In late July, IBM issued its 2019 Cost of a Data Breach Report. The annual report, which IBM has been sponsoring since 2006 and is conducted by the Ponemon Institute, “analyzes data breach costs reported by 507 organizations across 16 geographies and 17 industries.” The link to the report, which is available as a free download with registration, can be found here.
Unsurprisingly, the report reveals that the cost of a data breach continue to rise and, at $8.19 million, the average cost of a data breach in the United States was the highest anywhere in the world when compared to the global average cost of $3.92 million per breach. Last year, the average cost of a data breach in the United States was $7.91 million. Moreover, the cost of a data breach has increased 130% from 2006, when the average cost in the United States was $3.54 million. Some key takeaways from the report:
- Average Cost of Data Breach: $3.92M Globally and $8.19M in the United States.
- Average Size of Data Breach: 25,575 records Globally and the same in the United States.
- Cost Per Lost Record: $150 Globally and $242 in the United States
- Time to Identify and Contain Data Breach: 279 days Globally and 245 days in the United States.
Other key findings summarized in the press release issued by IBM that accompanied the report included the following:
- Malicious Breaches – Most Common, Most Expensive: Over 50% of data breaches in the study resulted from malicious cyberattacks and cost companies $1 million more on average than those originating from accidental causes.
- "Mega Breaches" Lead to Mega Losses: While less common, breaches of more than 1 million records cost companies a projected $42 million in losses; and those of 50 million records are projected to cost companies $388 million.
- Practice Makes Perfect: Companies with an incident response team that also extensively tested their incident response plan experienced $1.23 million less in data breach costs on average than those that had neither measure in place.
- U.S. Breaches Cost Double: The average cost of a breach in the U.S. is $8.19 million, more than double the worldwide average.
In addition, the highest industry average cost of $6.45 million was reported to be in the U.S. Healthcare industry. The costs associated with a data breach include, among other things: incident response, legal compliance, breach notification, credit/fraud monitoring services, forensic mediation/remediation, public relations, legal services for defense and compliance and the churn rate/reputational costs. The report found that a loss in customer trust had devastating consequences for businesses, with the average cost of lost business being $1.42 million or 36% of the total global average cost of a breach. For small and midsize businesses with fewer than 500 employees, the average costs were found to be even greater relative to size, averaging approximately $2.5 million or in excess of $3,000 per employee. Moreover, the costs associated with a data breach were found to have a long tail, stretching multiple years after discovery of the breach.

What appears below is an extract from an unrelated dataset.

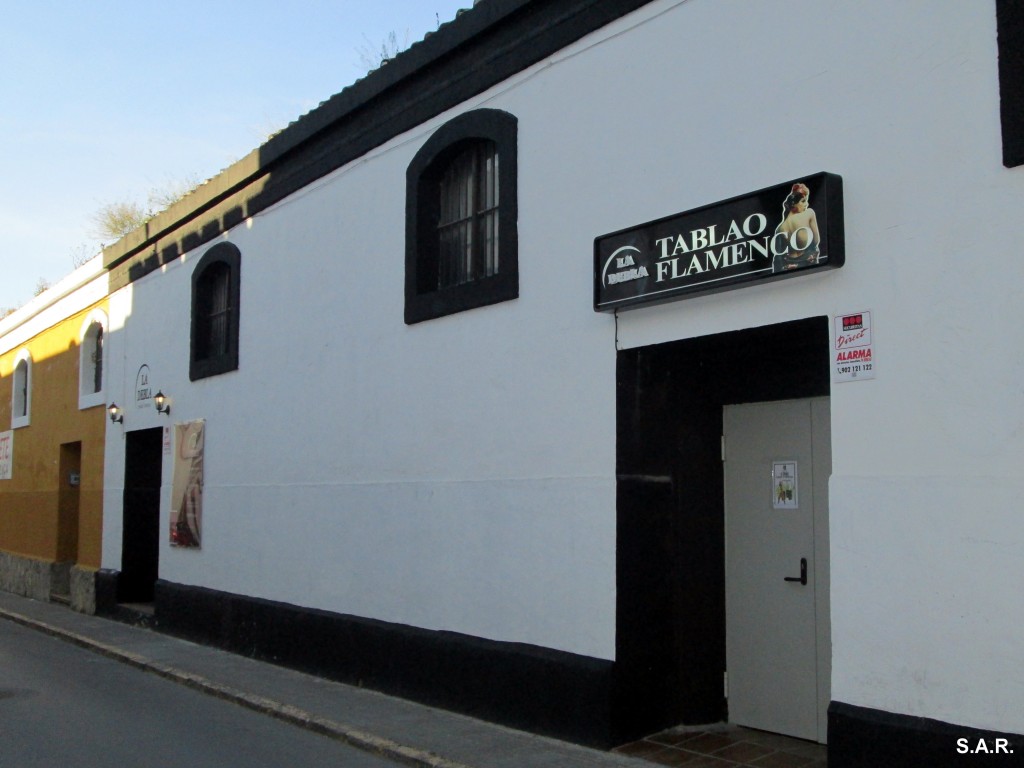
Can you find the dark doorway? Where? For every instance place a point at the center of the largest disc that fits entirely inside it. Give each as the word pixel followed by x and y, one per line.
pixel 70 469
pixel 140 540
pixel 671 509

The report also found a direct correlation between the length of time it took organizations to identify and contain a breach and the corresponding costs of a data breach. Organizations that were able to detect and contain a breach in less than 200 days reduced their costs, on average, by $1.2 million. In a related finding, organizations that had effective incident response plans and extensive testing in place were able to reduce their total costs, on average, by $1.23 million, compared to other organizations that had neither in place.
The implementation of other cybersecurity measures also significantly reduced the average cost of data breaches. For example, the report found that the extensive use of encryption reduced costs by $360,000 and the implementation of security automation technologies (such as automated vulnerability scanning, among other automated security operations) reduced total costs in half. With respect to breaches caused by third-party vendors, the average cost increased by $370,000, serving as an important reminder to organizations to have appropriate contracts, standards, policies, systems and monitoring in place that govern their relationships with their business partners and suppliers.
As with its past reports, the 2019 Cost of Data Breach Report shows that hackers’ appetite for sensitive information that they can monetize shows no sign of abating, requiring organizations to ensure they have robust cybersecurity countermeasures in place to identify, detect, mitigate, remediate and respond to threats and intrusions of their information systems. The report also shows that the implementation of effective cybersecurity measures can significantly reduce the cost of a data breach, providing meaningful guidance that should help inform the steps organizations take to safeguard sensitive customer and employee data.